Second, Childs alleged that he “raised concerns regarding violations of the Real Estate Settlement Procedures Act (RESPA), which proscribes the payment of commissions or profit distribution to unlicensed employees.” Although the ARB noted that he may have made inquiries about these topics, it concluded that there was no evidence that he objected to a policy he reasonably believed to be unlawful.

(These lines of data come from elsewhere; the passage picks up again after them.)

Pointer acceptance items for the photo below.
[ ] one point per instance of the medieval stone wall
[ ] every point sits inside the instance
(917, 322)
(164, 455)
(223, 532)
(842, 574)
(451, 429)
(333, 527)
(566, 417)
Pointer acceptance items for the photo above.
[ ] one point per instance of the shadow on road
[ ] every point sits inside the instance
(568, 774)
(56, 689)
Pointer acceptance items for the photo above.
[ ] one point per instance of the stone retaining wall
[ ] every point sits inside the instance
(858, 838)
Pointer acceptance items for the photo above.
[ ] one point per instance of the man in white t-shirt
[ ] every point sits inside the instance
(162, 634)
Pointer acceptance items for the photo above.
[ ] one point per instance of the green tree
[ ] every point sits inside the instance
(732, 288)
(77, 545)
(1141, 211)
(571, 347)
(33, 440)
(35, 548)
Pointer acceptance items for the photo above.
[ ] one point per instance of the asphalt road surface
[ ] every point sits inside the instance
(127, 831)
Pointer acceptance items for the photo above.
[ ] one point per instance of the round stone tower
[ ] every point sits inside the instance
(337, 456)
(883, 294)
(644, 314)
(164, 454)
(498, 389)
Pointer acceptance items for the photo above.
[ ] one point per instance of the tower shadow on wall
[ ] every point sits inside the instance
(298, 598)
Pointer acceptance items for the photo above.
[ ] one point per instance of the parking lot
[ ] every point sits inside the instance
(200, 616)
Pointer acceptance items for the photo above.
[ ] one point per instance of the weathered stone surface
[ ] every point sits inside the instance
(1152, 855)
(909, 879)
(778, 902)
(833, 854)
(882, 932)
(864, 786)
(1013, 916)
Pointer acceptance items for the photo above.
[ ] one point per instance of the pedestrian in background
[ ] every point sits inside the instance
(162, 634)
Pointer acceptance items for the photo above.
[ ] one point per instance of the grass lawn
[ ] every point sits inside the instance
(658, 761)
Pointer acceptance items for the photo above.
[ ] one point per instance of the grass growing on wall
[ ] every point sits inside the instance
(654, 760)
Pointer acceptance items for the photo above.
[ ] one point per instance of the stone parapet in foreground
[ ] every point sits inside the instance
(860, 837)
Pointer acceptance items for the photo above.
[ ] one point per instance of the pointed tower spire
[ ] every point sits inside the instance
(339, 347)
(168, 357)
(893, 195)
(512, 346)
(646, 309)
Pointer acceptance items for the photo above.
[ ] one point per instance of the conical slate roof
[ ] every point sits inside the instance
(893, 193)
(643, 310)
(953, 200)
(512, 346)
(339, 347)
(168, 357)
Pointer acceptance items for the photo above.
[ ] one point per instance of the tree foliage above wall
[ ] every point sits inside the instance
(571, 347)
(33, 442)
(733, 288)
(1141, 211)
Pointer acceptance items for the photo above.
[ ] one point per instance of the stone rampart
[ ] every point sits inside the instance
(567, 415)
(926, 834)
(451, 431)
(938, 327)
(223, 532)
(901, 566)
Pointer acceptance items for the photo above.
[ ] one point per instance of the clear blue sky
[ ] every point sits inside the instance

Third, Childs alleged that he “reported concerns regarding violations of the Telemarketing and Consumer Fraud and Abuse Prevention Act” and its rules, which prohibit telemarketers from placing cold calls to individuals who are on the national “do not call” registry. The ARB recognized that he raised questions about the legality of cold calls, but that he was told it was his responsibility to access the registry and ensure his compliance. Moreover, the ARB found that although he maintained an internal database to record customers that did not wish to be contacted, he chose not to access either the national registry or the internal registry to ensure compliance. Thus, Childs did not establish that he refused to participate in an assigned task that would violate the law.
Childs is one of the few ARB cases that has been decided under the CFPA since the enactment of the Dodd-Frank Act in 2010. As we noted in a prior blog post, the number of CFPA whistleblower complaints to OSHA has increased markedly over the last two years, and the number of complaints are expected to rise.